Abstract
For decades, explorations with ground state, thermal reactions combined with pseudophase kinetic models and methods for interpreting the results have provided insights into the properties of the different regions of homogeneous association colloids. More recent successful determination of antioxidant (AO) distributions by this approach is providing new insights into AO efficiency in opaque, well-mixed two-phase intact emulsions and eliminating the need to separate the phases. A special probe, 4-hexadecylbenzenediazonium, reacts with AOs exclusively in the interfacial region of the emulsion, permitting simplification of the kinetic treatment and determining its distribution between the oil, interfacial and aqueous regions. AO distributions are obtained from the two partition constants, POI and PWI, of the AOs between the oil-interfacial and aqueous-interfacial regions, respectively. POI and PWI values are obtained by fitting the observed rate constant, kobs, versus surfactant concentration profiles with an overall kinetic approach or model we call the "pseudophase chemical kinetic method." However, because emulsions break up and reform, and reactants and other components diffuse at various time scales within and between the oil, interfacial and water regions, kobs could also depend on reactant diffusion coefficients. Here we demonstrate that reactant diffusion is generally orders of magnitude faster than most thermal reactions and reactant distributions between the multiple oil, aqueous and interfacial droplets and regions of emulsions are in dynamic equilibrium throughout the multiphase systems during the time course of the reaction. Thus, kinetic probes are powerful tools for determining structure-reactivity, e.g., the HLB, relationships governing AO distributions and efficiencies in emulsions.
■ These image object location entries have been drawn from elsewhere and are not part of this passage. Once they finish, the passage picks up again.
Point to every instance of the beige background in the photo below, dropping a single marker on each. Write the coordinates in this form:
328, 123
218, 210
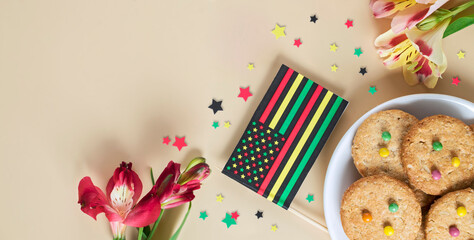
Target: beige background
87, 84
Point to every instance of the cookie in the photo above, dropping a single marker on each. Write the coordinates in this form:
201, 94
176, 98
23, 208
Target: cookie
380, 131
451, 216
384, 129
380, 207
438, 155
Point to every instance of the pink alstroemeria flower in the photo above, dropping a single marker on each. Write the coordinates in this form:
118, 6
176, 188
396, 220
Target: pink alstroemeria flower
406, 13
190, 180
419, 52
119, 204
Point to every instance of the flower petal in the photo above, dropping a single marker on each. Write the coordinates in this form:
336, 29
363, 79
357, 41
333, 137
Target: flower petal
145, 212
400, 55
148, 208
199, 172
428, 43
386, 8
413, 15
93, 201
124, 175
389, 39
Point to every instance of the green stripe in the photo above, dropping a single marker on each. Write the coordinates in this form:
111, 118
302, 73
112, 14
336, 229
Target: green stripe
310, 151
295, 107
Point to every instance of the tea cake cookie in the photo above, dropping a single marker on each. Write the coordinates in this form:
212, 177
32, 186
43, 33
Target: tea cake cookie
380, 207
377, 143
438, 155
451, 216
376, 148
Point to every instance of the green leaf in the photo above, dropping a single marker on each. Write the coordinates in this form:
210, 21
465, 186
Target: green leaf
459, 24
176, 234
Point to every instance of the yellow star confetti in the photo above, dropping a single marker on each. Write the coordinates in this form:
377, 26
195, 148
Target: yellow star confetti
279, 31
274, 228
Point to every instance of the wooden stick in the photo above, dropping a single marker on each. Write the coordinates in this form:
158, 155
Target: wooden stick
309, 220
306, 218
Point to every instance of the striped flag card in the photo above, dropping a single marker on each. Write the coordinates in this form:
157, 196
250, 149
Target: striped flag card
284, 136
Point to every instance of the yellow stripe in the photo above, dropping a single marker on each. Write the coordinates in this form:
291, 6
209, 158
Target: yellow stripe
286, 101
299, 146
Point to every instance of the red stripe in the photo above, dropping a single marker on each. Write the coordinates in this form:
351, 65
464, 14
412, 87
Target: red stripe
275, 96
290, 139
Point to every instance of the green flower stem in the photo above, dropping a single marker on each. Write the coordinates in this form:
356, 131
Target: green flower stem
140, 233
460, 8
155, 225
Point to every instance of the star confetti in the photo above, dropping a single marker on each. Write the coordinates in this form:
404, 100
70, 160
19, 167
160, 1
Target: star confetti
229, 221
274, 228
219, 198
235, 215
203, 215
216, 106
297, 42
372, 90
166, 140
179, 143
357, 52
245, 93
279, 31
455, 81
349, 23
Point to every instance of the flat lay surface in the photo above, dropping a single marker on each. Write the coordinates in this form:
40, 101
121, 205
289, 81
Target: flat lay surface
85, 85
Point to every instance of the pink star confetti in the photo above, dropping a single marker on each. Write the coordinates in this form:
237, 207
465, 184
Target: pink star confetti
235, 215
297, 42
166, 140
349, 23
455, 81
245, 93
179, 143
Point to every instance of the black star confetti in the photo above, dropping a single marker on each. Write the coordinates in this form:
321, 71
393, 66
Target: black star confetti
216, 106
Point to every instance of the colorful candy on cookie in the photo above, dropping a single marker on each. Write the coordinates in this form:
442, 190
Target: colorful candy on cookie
376, 147
438, 155
367, 214
451, 216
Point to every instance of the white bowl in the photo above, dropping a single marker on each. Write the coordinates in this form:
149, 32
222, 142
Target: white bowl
341, 172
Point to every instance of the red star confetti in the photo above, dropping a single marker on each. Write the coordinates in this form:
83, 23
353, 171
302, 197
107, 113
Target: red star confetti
235, 215
179, 143
349, 23
297, 42
455, 81
245, 93
166, 140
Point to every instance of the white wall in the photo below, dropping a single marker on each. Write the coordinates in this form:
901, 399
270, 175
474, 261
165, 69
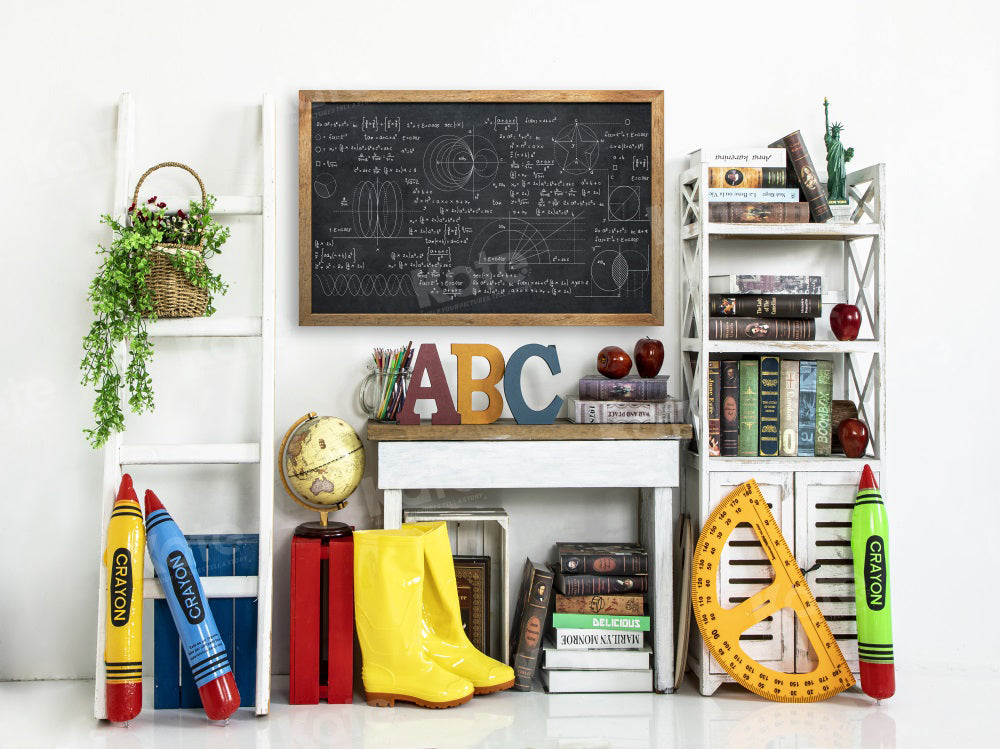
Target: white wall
915, 82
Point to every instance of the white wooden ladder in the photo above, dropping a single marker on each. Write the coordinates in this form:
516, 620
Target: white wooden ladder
118, 455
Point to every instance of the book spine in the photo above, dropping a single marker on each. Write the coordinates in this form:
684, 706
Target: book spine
749, 395
824, 408
765, 305
745, 177
807, 408
760, 329
812, 189
624, 604
770, 390
753, 195
730, 426
714, 421
789, 397
758, 213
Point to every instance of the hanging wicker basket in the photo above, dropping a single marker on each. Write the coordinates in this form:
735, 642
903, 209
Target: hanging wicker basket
171, 293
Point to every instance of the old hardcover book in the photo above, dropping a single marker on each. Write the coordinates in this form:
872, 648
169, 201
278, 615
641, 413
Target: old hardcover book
633, 605
761, 329
588, 585
758, 213
529, 623
770, 391
765, 305
602, 559
714, 420
670, 411
746, 176
789, 408
801, 163
807, 408
824, 408
631, 388
730, 422
749, 395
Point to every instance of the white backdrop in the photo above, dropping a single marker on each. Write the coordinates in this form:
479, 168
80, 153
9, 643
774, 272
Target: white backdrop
916, 84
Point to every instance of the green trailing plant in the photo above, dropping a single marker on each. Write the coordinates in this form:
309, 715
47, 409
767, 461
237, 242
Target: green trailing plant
122, 302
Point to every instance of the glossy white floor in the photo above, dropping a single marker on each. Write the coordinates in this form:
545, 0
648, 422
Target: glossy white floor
931, 709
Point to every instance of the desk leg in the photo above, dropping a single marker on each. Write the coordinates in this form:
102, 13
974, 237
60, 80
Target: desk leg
656, 533
392, 508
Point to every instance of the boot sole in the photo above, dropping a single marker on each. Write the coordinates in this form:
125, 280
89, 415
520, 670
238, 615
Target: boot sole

Practical applications: The analysis presented here demonstrates that one of the basic assumptions of the pseudophase chemical kinetic model that we have developed has a solid foundation in the properties of emulsions. That is, we can determine the distributions of reactants between oil (O), interfacial (I) and aqueous (W) regions of the emulsions because the diffusivity coefficients of reactants within emulsions are orders of magnitude greater than the rate of the reaction between the antioxidant and the 4-hexadecylbenzenediazonium probe. Consequently, we can use the same kinetic model in emulsions as we have used in homogeneous microemulsions. The method permits determination of the partition constants of many antioxidants between the O-I and W-I regions of the emulsions and from them their distributions. The method provides new insights into the relationships between antioxidant hydrophobic-lipophilic balance (HLB) and its efficiency in emulsions and a natural explanation for the cut-off effect observed with increasing antioxidant HLB.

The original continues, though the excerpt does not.